Chang’s latest work was produced while she was in New York on Doosan Art Center’s artist-in-residence program.

“Later I would like to focus more on aging itself. I think there are different layers when we talk about aging,” Chang added.

The body that Hwang talks about is the body that endures external forces.

“Our bodies live through time and change in the meantime. I wanted to focus on exploring the physical changes that withstand the taxing daily routines,” Hwang said.

An installation view of Hwang Sue-yon’s works at the National Museum of Modern and Contemporary Art’s Gwacheon branch (Shim Woo-hyun/The Korea Herald)
An installation view of Hwang Sue-yon’s works at the National Museum of Modern and Contemporary Art’s Gwacheon branch (Shim Woo-hyun/The Korea Herald)

At MMCA Gwacheon, Hwang’s sculptures are made of nonpermanent materials like paper, aluminum foil and wood.

Hanging from the ceiling, “Shade” (2019) is a set of two pointy sculptures made of paper that represent the shapes of our bodies and faces.

“Harder” (2017) is a sculpture made of aluminum foil, which has been scrunched into a ball and thoroughly hammered down. The bunched-up foil is as hard as a rock, yet part of it is worn away from the continued hammering.

“The work is about the body that becomes stronger as it continues to bear external forces,” Hwang said.

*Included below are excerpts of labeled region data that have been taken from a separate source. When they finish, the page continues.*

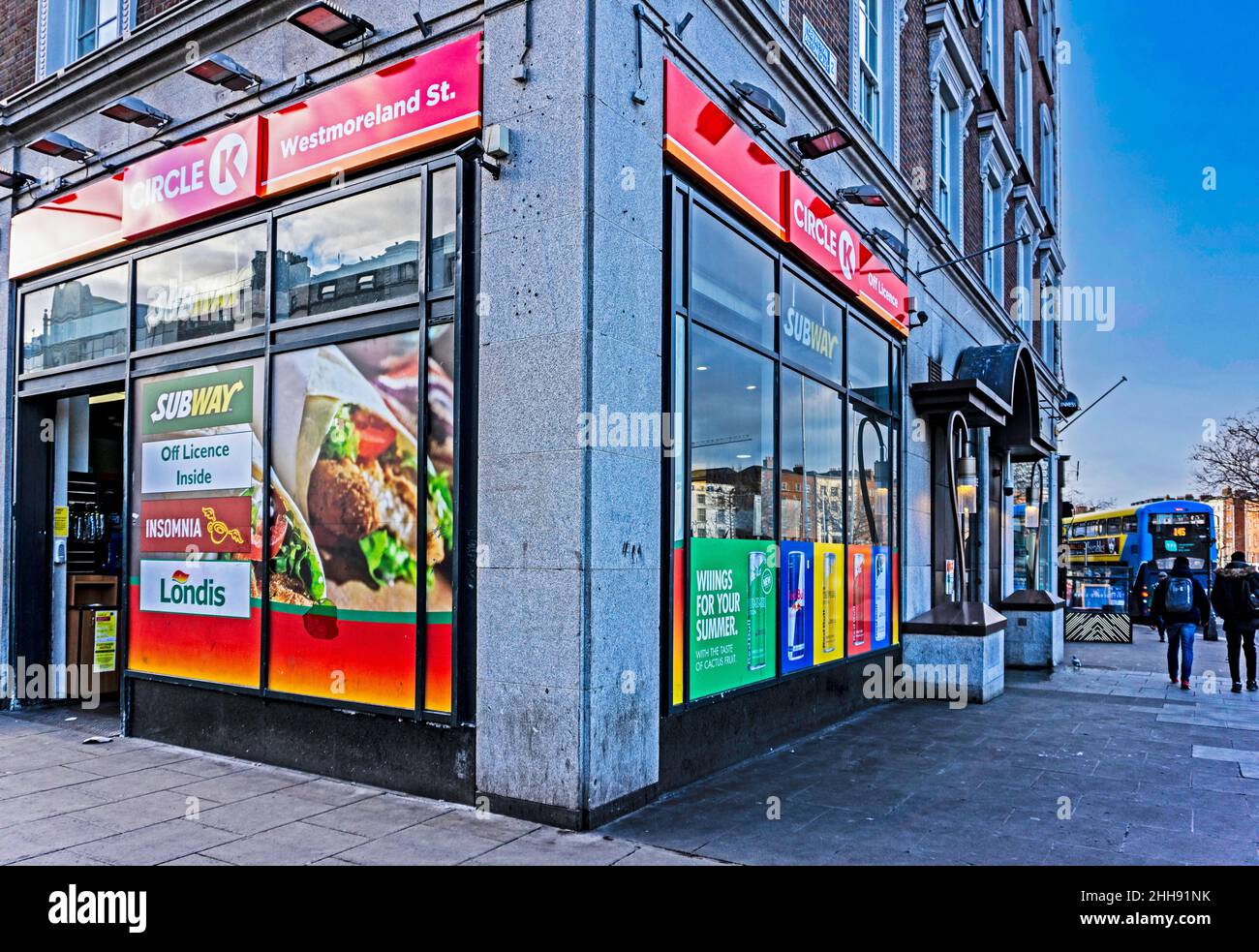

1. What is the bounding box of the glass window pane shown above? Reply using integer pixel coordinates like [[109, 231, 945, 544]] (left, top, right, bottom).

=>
[[276, 179, 420, 320], [21, 264, 127, 372], [691, 206, 775, 348], [428, 169, 456, 291], [781, 273, 844, 383], [848, 320, 891, 407], [691, 327, 775, 539], [136, 224, 267, 348], [848, 404, 894, 545], [805, 381, 844, 542]]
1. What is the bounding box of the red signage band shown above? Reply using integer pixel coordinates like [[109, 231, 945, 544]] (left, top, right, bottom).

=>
[[787, 175, 909, 334], [9, 172, 123, 278], [663, 59, 787, 238], [261, 33, 481, 196], [139, 496, 253, 553], [122, 116, 263, 240]]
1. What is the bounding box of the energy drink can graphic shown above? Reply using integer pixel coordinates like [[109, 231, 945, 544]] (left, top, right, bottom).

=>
[[822, 552, 840, 655], [787, 552, 805, 661], [748, 552, 768, 671], [851, 552, 870, 649], [874, 552, 891, 641]]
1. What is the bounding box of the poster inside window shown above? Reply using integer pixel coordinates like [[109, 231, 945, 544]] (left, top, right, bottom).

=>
[[127, 360, 265, 688]]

Hwang works with paper and foil because they are fragile and changeable, like our bodies, she explained.

“I had to do many part-time jobs for a while after I moved to Seoul. I got easily exhausted. It was then that I started to pay more attention to changes that happen to my body,” Hwang said.

The MMCA’s Gwacheon branch’s exhibition Young Korean Artists 2019 under the title “Liquid Glass Sea” features some 50 works by nine artists: Keem Ji-young, Song Min Jung, Ahn Sung-seok, Yoon Doo-hyun, Lee Eun-sae, Chang Seo-young, Chung Hee-min, Choi Ha-neyl and Hwang Sue-yon.

Young Korean Artists is the museum’s program dedicated to introducing works by up-and-coming Korean artists. The program, which was discontinued in 2014, resumed this year. Artists who participated in the program since its founding in 1981 include Lee Bul, Choi Jeong-hwa and Suh Do-ho.